Data representation 3: Layout and allocators

Overview

Last time, we examined the way C++ compilers assign sizes to objects, and the way they lay out compound objects in memory. This time we explore struct alignment in more depth and introduce pointer arithmetic and segments (general areas of memory).

Objects in memory

Every object occupies a contiguous range of memory
Objects that might exist at the same time occupy disjoint ranges of memory
- Live objects never overlap

Alignments and compound types

Hardware (and the compiler) impose alignment restrictions on primitive types
- Whenever an object of type T is stored in memory, its address must be a multiple of alignof(T)
- Standard says alignments must be powers of two
- Therefore every alignment is an integral multiple of all smaller alignments
The members of a compound object must obey alignment restrictions
This imposes alignment requirements on compound types
- Array: alignof(T[N]) = alignof(T)
- Struct: alignof(struct { T₁ m₁; …; T_N m_N; }) = max_I alignof(T_I)
For structs, alignment can require adding padding between some members
- You can change a struct’s size by reordering its members!

Struct alignment practice

struct s {
    char a;
    T1 b;
    T2 c;
    T3 d;
};

T1, T2, and T3 are some permutation of unsigned char, int, and short.
Can you make s have size 8?
Can you make s have alignment 8?

Struct rule, mathematically

Given struct { T₁ m₁; T₂ m₂; … T_N m_N; } s:
alignof(s) = max_I alignof(T_I)
A helper function, offsetof, computes the offset of each member relative to the address of the struct. The members are laid out in order, starting at the beginning of the struct, with minimal padding added between members to respect member alignments.

offsetof(s, m₁) = 0

For I>1, offsetof(s, m_I) =
⎡
⎢
⎢

offsetof(s, m_I-1) + sizeof(T_I-1)

alignof(T_I)

⎤
⎥
⎥
× alignof(T_I)

(The expression \lceil X / Y \rceil \times Y rounds up X to the nearest multiple of Y.) Note offsetof(s, m_I) is always a multiple of alignof(T_I), as we require.
Finally, we can compute the size of the whole structure:

sizeof(s) =

⎡
⎢
⎢

offsetof(s, m_N) + sizeof(T_N)

alignof(s)

⎤
⎥
⎥

× alignof(s)

Alignment and `malloc`

Malloc rule: Any non-null pointer returned by malloc and friends has the maximum alignment of any type (alignof(std::max_align_t))
- On x86-64, this is 16
- C++ new need not follow this rule; new T returns a pointer aligned for T
Standard vs. ABI
- All C++ implementations on all machines lay out struct members sequentially (standard requirement)
- Padding minimization is not required by the standard, but is required on x86-64 Linux (application-binary interface)
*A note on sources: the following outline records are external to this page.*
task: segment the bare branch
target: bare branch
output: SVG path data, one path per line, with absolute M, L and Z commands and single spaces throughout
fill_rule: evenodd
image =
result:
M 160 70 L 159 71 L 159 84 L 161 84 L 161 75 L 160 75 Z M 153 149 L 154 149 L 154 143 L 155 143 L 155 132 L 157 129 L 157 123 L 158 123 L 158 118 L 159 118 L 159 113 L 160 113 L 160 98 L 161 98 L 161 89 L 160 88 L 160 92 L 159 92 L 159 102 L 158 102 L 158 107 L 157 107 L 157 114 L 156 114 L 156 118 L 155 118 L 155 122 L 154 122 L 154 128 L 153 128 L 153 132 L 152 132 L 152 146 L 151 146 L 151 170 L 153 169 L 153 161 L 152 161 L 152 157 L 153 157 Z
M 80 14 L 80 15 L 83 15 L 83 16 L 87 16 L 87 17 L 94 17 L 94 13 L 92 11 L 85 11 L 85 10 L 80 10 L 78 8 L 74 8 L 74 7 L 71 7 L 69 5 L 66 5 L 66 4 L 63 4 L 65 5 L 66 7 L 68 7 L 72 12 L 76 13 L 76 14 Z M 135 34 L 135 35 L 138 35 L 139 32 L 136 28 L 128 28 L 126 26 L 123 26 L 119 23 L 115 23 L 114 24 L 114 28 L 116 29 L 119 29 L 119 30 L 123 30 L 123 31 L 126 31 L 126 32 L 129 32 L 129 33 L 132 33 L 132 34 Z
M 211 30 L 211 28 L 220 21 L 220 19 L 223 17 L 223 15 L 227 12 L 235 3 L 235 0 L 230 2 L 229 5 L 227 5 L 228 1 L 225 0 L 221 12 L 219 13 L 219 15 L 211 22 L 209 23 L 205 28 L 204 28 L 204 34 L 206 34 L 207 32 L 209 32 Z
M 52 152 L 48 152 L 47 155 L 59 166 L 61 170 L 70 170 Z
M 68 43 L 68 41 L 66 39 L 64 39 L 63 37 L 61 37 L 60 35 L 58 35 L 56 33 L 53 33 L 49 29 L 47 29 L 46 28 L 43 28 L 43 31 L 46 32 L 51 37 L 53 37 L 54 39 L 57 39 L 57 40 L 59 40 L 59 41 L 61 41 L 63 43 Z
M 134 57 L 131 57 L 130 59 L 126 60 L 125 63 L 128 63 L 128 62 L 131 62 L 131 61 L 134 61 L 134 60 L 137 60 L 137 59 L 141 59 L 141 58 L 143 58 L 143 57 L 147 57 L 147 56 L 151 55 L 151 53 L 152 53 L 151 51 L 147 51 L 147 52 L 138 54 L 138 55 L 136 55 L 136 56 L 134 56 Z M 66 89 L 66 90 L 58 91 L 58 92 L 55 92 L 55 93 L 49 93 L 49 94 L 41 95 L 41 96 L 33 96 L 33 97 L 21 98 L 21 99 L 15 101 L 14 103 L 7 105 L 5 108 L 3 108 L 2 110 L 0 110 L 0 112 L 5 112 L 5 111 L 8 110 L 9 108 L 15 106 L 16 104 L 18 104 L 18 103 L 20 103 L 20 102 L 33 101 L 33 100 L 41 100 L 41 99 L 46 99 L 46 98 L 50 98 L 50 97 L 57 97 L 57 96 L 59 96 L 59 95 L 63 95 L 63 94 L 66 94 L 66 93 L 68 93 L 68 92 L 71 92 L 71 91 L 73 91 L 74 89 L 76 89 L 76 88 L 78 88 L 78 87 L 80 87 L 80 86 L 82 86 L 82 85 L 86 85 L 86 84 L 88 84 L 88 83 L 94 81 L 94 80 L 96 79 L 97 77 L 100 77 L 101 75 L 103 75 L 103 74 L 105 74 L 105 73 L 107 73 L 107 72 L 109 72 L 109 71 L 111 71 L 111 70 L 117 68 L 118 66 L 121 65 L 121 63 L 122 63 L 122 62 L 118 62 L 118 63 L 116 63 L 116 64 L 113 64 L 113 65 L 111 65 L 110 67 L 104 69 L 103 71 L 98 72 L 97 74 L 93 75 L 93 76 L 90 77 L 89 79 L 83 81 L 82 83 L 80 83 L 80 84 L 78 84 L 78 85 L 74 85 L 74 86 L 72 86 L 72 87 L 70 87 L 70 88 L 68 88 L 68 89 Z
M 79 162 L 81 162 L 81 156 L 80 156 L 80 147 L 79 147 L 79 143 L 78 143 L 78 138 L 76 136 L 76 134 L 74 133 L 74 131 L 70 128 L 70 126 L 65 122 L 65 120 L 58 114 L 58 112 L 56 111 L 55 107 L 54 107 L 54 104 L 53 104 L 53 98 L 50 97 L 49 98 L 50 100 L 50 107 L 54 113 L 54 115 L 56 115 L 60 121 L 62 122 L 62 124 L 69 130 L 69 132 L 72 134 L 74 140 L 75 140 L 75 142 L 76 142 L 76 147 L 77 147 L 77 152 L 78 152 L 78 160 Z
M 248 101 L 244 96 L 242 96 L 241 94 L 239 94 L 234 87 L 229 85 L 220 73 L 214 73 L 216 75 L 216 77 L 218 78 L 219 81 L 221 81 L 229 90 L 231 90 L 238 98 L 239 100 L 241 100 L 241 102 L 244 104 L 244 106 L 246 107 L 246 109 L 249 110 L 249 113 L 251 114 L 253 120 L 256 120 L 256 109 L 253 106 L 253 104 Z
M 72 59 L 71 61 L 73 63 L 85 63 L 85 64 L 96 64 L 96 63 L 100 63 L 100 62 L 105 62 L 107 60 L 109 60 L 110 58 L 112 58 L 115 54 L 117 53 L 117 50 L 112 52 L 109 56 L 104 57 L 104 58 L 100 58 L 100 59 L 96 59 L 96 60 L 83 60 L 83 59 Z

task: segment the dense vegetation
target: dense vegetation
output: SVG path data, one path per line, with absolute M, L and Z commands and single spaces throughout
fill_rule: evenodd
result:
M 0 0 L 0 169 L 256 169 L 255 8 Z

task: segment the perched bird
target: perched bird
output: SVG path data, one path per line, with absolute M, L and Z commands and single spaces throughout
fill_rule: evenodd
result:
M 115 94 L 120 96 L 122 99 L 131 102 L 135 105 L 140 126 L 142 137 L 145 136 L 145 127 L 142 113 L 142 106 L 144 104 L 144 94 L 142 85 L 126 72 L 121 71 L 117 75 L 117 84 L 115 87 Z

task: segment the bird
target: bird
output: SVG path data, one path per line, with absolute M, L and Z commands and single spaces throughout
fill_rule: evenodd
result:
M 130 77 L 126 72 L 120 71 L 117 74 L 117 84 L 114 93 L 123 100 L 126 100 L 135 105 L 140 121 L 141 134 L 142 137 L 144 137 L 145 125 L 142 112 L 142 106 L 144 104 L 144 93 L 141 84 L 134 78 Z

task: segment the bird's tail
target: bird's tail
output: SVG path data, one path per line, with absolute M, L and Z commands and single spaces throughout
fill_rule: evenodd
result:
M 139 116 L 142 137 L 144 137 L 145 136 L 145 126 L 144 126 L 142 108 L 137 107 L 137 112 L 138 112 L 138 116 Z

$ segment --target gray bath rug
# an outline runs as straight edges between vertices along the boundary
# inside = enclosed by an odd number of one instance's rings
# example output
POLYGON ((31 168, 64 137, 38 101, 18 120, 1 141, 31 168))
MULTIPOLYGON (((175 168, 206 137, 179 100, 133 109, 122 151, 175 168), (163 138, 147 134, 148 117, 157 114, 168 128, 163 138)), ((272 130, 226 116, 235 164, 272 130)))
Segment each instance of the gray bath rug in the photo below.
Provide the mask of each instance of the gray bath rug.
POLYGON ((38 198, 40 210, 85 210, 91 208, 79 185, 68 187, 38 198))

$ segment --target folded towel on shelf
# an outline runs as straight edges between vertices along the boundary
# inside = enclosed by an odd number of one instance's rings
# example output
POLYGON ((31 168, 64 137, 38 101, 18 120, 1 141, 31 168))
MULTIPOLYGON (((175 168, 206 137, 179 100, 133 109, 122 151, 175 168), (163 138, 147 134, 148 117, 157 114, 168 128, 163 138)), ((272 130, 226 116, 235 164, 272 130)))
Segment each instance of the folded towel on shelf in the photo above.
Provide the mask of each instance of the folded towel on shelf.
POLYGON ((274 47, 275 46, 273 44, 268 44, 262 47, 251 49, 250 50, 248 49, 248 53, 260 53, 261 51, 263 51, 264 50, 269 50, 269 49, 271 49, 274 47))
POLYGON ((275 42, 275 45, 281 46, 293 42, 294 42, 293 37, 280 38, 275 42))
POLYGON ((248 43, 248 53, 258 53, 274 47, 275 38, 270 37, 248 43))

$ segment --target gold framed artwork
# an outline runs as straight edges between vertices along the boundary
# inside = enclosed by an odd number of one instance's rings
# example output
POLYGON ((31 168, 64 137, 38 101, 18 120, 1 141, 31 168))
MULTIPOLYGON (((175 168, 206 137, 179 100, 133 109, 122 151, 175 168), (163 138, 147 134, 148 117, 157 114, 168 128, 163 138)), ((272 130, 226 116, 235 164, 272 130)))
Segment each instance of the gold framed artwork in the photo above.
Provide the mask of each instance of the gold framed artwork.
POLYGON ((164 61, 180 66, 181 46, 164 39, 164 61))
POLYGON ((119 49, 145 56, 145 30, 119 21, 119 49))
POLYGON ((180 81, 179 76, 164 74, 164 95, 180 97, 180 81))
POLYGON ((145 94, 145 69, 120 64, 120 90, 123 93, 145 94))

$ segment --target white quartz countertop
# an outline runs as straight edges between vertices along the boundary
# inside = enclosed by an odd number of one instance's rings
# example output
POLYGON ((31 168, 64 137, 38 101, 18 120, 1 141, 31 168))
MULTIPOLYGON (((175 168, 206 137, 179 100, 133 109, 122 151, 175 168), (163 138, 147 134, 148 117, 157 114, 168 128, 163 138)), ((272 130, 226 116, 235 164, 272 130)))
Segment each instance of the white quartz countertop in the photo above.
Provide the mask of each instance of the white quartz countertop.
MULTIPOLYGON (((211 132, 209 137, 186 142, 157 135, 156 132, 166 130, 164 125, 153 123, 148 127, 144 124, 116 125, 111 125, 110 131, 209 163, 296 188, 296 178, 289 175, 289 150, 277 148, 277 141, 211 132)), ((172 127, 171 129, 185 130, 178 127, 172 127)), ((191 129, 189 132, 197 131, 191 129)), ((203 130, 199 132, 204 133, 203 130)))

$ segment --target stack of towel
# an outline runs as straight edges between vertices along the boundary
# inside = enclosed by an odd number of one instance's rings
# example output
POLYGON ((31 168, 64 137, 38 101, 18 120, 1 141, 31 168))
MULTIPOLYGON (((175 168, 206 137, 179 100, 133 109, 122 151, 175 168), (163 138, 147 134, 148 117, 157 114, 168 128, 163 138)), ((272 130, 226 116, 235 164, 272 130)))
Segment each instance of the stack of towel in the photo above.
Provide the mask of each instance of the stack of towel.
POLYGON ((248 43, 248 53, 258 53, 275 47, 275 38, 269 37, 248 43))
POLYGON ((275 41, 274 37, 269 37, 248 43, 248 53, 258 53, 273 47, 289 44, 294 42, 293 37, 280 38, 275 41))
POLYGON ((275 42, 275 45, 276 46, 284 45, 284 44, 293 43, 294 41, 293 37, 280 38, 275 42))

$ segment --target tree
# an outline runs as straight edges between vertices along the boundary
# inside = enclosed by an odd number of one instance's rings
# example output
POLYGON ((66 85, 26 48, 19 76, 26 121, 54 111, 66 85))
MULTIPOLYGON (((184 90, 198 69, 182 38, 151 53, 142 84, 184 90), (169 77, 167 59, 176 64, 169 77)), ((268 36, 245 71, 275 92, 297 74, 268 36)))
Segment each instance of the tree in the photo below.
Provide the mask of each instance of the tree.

Pointer representation and address representation

On our machine, the representation of a pointer equals the representation of the address that holds the corresponding object
Can cast pointers to and from address type
- The type of an address is uintptr_t
If two objects have the same address, can cast one type of pointer to the other
- This can happen with struct members and other aliases

Pointer arithmetic

Pointers and arrays are conceptually linked
We can do arithmetic on pointers into an array
The results are the same as doing arithmetic on array indexes
This idea generalized gave rise to C++ iterators!

Pointer comparisons

T a[N];
int i = ..., j = ...;
T* p1 = &a[i];
T* p2 = &a[j];

p1 == p2        ⇔        i == j
p1 != p2        ⇔        i != j
p1 < p2         ⇔        i < j
p1 > p2         ⇔        i > j
p1 <= p2        ⇔        i <= j
p1 >= p2        ⇔        i >= j

Pointer addition and subtraction

T a[N];
int i = ..., j = ..., k = ...;
T* p1 = &a[i];
T* p2 = &a[j];

p1 + k     ==     &a[i] + k     ==    &a[i + k]
p1 - k     ==     &a[i] - k     ==    &a[i - k]
p1 - p2    ==   &a[i] - &a[j]   ==    i - j        // type of `p1 - p2` is `ptrdiff_t` == `long`

p1 += k    ==    p1 = p1 + k    ==    p1 = &a[i + k]
++p1       ==    p1 = p1 + 1    ==    p1 = &a[i + 1]

Valid indexes

For an array of size N:
- Can form pointers &a[0]…&a[N]
- Can dereference pointers &a[0]…&a[N-1]
<, >, <=, >=, - are valid with pointers into the same array
Any single (non-array) object can be treated as an array of size 1

Pointer arithmetic vs. address arithmetic

Given int a[2]; int* p1 = &a[0]; int* p2 = &a[1];
The difference between the address values of p1 and p2 is 4
- Because the objects a[0] and a[1] are 4 bytes big, objects cannot overlap, and arrays are laid out sequentially
If we convert each pointer to an address and subtract
- Equals the size of the element times the difference in indexes
If we subtract the pointers
- Answer defined to equal difference in indexes
So addrdiff == ptrdiff * sizeof(T)
- And addrdiff >= ptrdiff

Union types

int main() {
    union {
        int a;
        int b;
        char c;
        char d;
    } u;
    u.a = 61;
    hexdump_object(u);
}

Union types define objects that might have one of several different underlying representations
- One active member at a time, defined by most recent assignment
- Useful for special cases
Given union { T₁ m₁; T₂ m₂; … T_N m_N; } u:

addressof(u.m_I) = addressof(u)

sizeof(u) = max_I sizeof(T_I)

alignof(u) = max_I alignof(T_I)

Segments

We’ve now seen many objects with many different addresses.
Can we classify those into groups? Are there any patterns?
- Yes! Groups of addresses are called segments.

Segment explorer

#include <cstdio>
#include "hexdump.hh"

int i1 = 61;
const int i2 = 62;

int main() {
    int i3 = 63;
    int* i4 = new int{64};

    hexdump_named_object(i1);
    hexdump_named_object(i2);
    hexdump_named_object(i3);
    hexdump_named_object(i4);
    hexdump_named_object(*i4);
}

Segment names

i1, a modifiable global object, is in the data segment
i2, a non-modifiable global object, is in the code/text/readonly segment
i3 and i4, local variable objects, are in the stack segment
*i4, a dynamically-allocated object, is in the heap segment